Taking Ownership of an interaction with a customer is an absolutely HUGE arena where many companies stumble. Not taking ownership of a client transaction, whether it be negative or positive or large or small, leaves the customer in the lurch. At best, they are confused because they don’t know if they are going to be helped. At worst, they are angry because they feel they are not being helped.
Never excuse yourself from providing help. Phrases that should never be heard by a client include ‘I wasn’t here that day’, ‘That’s not my department’, ‘She’s not here’, ‘I don’t know anything about that’ and also ‘I’m new’.
There is NO REASON to be unhelpful. Not even if all of the aforementioned things are true!

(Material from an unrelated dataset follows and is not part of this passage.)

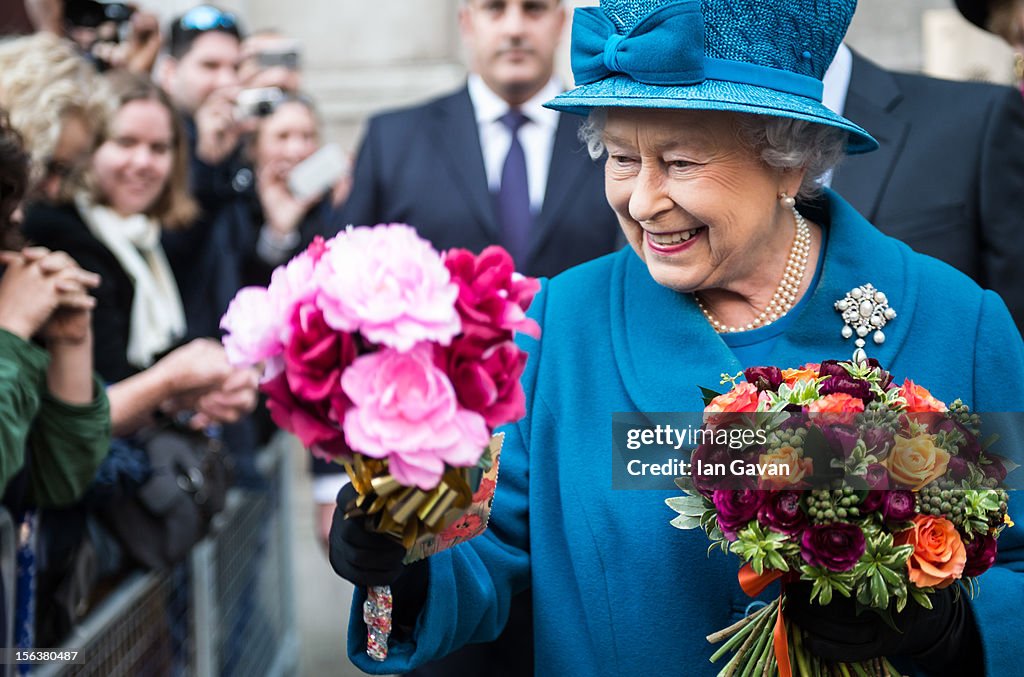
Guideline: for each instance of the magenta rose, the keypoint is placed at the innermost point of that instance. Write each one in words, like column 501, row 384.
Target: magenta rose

Taking ownership means that you help the person to the best of your ability. You may not solve their problem but you can point them in the right direction and start the ball rolling. ‘Let me get your information and I will connect you with someone that can help you’. ‘Jack would know the answer to this; I will have him get back to you tomorrow and straighten this out’. Be proactive! Offer all the assistance that you can muster and make sure the client knows what to expect.

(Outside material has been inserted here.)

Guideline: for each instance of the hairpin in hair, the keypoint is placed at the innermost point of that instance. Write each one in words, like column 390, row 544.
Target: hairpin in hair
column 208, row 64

If you answered the call, you own the call! If they are looking at you, you own the interaction!
Having staff that is Adaptable is an overlooked but important item when thinking about developing a great service mentality.
When you think about all the people that call or enter your business in a day or a week, you realize what a diverse group they are.

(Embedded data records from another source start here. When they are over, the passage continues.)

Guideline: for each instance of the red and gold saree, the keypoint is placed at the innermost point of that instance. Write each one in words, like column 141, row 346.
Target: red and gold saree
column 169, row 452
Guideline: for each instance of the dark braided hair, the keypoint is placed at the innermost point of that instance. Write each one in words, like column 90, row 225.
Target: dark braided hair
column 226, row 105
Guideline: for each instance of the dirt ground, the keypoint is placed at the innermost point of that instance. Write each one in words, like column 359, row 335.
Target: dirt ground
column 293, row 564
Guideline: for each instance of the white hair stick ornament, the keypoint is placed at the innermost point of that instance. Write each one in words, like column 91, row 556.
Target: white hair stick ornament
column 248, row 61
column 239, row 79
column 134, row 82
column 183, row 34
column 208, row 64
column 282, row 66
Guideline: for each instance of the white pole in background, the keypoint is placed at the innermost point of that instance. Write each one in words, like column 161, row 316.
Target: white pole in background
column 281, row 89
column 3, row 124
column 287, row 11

Sometimes that diversity means a different ethnicity and you may be having to adapt to someone whose first language is not your own. This may mean you need to speak more slowly or simply and listen more carefully.
Diversity can also mean dealing with different moods. Perhaps the person you are confronted with is having the worst-day-ever and they are grumpy. If your default personality is over-the-top bubbly, you may have to tone it down and relate to the client on a cheerful but more subdued level.
How about the diversity of personalities? You may be a laid-back-person-of-few-words type who frustrates the client that is expecting a detailed description of how something works. Or the opposite? Don’t make someone run from the room screaming because you have given them so many details their eyes are glazed over!
Slow talker? Seldom can a slow-talker be rushed. You have to pace your questions and comments carefully to fit in to what they have to tell you so that they don’t feel rushed.
Take a moment to intentionally relate to your customer and fit your pace or style to theirs. It will show them that you DO have a great service mentality and want to provide them with amazing customer service.